Es Navidad: ¡Hay esperanza!

Fr. José Antonio Solórzano Pérez
Fr. José Antonio Solórzano Pérez
Casa san Alberto Magno (Vallecas, Madrid)

Comencemos por citar a Santa Teresa de Jesús. La sutil y poética doctora frecuentaba el trato y la confesión con dominicos de Salamanca. Parece ser que siempre, como mujer de hondo calado espiritual, les reprochaba que su predicación estuviese centrada en exceso en la idea/vivencia de la “encarnación”, y que olvidaban bastante a Dios como vivencia espiritual, tirando a mística. Ellos le respondían que esa era “la clave de la fe cristiana”, que si no se aceptaba o creía con firmeza en que Dios se había hecho hombre, el resto era filigrana teológica, encaje de bolillos espiritual y que sus experiencias de interioridad podrían ser producto de su fantasía y poética imaginación.


Aceptada la realidad/presencia de Dios hecho carne/vida, palabra salvadora, el resto es una consecuencia de fácil aceptación y vivencia, incluso el misterio mismo de la irracional resurrección. "Todo inicio encierra un hechizo”, dicen Goethe y Hesse. Y en ese inicio de la encarnación comienza el hechizo fascinante de la vida y misterio de Jesús de Nazaret, el Ungido, es decir: el Cristo, para traernos las suficientes dosis de salvación y sentido a nuestra titubeante fe.
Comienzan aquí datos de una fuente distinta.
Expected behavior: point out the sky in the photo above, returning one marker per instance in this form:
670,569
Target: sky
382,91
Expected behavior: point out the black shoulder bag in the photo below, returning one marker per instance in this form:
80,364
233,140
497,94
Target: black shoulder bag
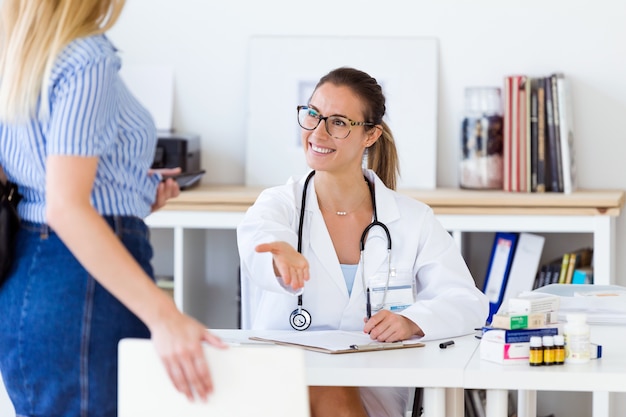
9,225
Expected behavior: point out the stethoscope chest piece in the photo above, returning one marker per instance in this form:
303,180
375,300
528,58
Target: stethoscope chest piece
300,319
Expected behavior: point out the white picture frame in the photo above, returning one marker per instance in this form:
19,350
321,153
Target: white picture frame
283,72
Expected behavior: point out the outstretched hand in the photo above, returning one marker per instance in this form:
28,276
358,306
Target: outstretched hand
386,326
290,265
178,341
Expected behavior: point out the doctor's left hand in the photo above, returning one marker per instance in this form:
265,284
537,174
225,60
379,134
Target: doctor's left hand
289,264
386,326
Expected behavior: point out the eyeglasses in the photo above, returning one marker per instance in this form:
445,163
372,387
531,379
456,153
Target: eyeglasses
338,127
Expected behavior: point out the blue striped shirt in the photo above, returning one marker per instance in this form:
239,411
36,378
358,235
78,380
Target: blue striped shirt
92,113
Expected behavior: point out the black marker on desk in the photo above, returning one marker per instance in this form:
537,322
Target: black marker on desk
444,345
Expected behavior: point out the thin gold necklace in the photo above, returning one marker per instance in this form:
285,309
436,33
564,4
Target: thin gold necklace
342,212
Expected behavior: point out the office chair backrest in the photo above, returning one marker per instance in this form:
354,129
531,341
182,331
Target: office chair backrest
250,380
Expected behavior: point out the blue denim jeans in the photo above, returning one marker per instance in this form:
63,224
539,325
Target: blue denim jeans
60,328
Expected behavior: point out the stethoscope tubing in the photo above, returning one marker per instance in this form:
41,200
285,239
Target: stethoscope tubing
300,313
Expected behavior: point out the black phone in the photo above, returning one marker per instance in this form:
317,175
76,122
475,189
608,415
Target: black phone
186,179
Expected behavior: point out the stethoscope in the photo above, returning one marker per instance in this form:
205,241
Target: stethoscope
300,319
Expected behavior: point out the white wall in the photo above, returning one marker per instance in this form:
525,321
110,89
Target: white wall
480,42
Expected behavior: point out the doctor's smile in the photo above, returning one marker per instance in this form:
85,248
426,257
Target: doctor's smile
320,149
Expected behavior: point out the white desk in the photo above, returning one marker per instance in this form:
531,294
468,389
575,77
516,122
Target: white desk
600,376
438,371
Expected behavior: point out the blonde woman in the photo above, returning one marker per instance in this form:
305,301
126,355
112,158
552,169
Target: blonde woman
79,146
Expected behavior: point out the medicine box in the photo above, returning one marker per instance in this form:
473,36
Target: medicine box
512,321
504,353
534,303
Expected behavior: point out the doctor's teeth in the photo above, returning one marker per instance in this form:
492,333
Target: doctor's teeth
321,150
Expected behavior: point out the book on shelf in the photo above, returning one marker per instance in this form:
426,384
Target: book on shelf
538,138
566,135
514,135
500,260
531,98
552,134
541,135
577,259
583,275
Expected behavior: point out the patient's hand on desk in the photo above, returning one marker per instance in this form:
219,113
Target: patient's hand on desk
290,265
178,341
386,326
166,189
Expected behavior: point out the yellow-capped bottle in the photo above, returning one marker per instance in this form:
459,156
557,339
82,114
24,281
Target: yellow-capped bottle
535,358
548,350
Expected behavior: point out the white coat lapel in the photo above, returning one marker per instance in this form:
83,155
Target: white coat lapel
376,243
319,241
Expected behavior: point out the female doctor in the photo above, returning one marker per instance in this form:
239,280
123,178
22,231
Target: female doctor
340,249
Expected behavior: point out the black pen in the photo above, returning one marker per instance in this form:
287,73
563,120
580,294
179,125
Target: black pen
445,345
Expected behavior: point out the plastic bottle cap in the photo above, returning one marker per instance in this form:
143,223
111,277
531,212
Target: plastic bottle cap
548,341
577,318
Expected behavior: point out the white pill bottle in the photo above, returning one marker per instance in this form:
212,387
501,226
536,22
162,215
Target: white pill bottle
577,343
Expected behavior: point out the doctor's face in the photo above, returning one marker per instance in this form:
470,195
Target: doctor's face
325,152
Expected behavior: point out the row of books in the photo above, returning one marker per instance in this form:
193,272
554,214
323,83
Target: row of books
571,268
538,148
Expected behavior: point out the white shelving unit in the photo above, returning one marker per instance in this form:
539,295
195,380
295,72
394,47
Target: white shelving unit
196,214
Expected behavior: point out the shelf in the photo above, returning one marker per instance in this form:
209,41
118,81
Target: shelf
215,208
442,200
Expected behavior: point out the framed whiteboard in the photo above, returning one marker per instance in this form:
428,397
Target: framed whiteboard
283,72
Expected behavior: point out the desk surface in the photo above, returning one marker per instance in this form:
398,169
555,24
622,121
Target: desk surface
443,201
605,374
428,366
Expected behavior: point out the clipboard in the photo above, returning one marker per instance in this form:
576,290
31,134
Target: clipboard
335,341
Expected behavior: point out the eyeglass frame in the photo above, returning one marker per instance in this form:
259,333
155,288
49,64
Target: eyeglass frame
325,119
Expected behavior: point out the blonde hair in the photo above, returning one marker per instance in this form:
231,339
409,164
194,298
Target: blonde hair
382,156
32,34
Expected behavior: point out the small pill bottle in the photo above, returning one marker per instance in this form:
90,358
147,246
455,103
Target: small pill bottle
548,350
559,349
577,343
535,358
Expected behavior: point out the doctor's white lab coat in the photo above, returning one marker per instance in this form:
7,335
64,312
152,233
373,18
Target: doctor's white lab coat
447,301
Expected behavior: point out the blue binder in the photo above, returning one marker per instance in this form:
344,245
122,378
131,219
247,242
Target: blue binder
498,271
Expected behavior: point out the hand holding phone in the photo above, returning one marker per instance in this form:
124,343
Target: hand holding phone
186,179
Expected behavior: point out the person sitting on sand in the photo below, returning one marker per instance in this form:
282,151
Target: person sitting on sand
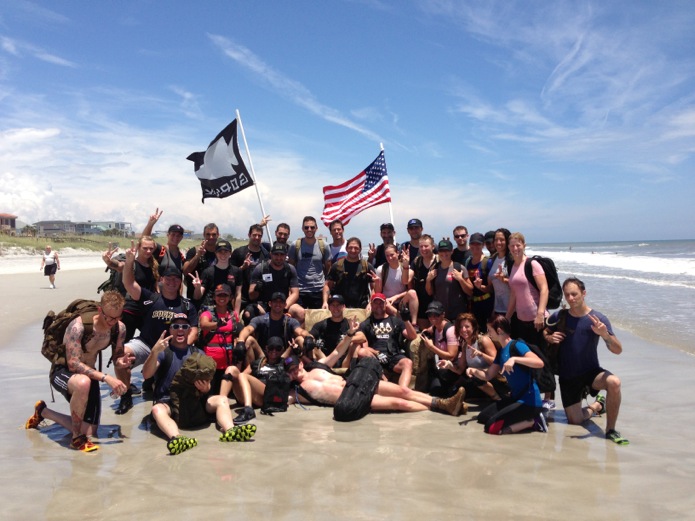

La tragedia, sin comicidad alguna, de nuestra fe comienza justo ahí: en aceptar el riesgo/salto de la “encarnación” de Dios que se hace Niño/Hombre con todas sus consecuencias en Navidad, en cualquier día del año. Se eligió la Navidad porque los cristianos primitivos, sin astucia ni estulticia alguna, no quisieron problemas con las autoridades romanas, y como les daba igual la fecha del Nacimiento de Jesús, eligieron la festividad del solsticio de invierno, cuando el Sol naciente, renacía de nuevo. Así se evitaban problemas. Después le vendrían encima todos los problemas por creer en ese tal Jesús, que nació, vivió, murió y fue resucitado y que se confesaba Hijo de Dios, más que ningún otro César rutilante. A ellos les daba igual la fecha del nacimiento. Lo que les importaba era que Dios se había encarnado, hecho hombre para ellos y para el mundo. Eso es lo que celebramos y recordamos, es decir: lo volvemos a pasar por el corazón esperanzado y la mente buscadora y escrutadora para dar sentido y orientación a nuestras vidas.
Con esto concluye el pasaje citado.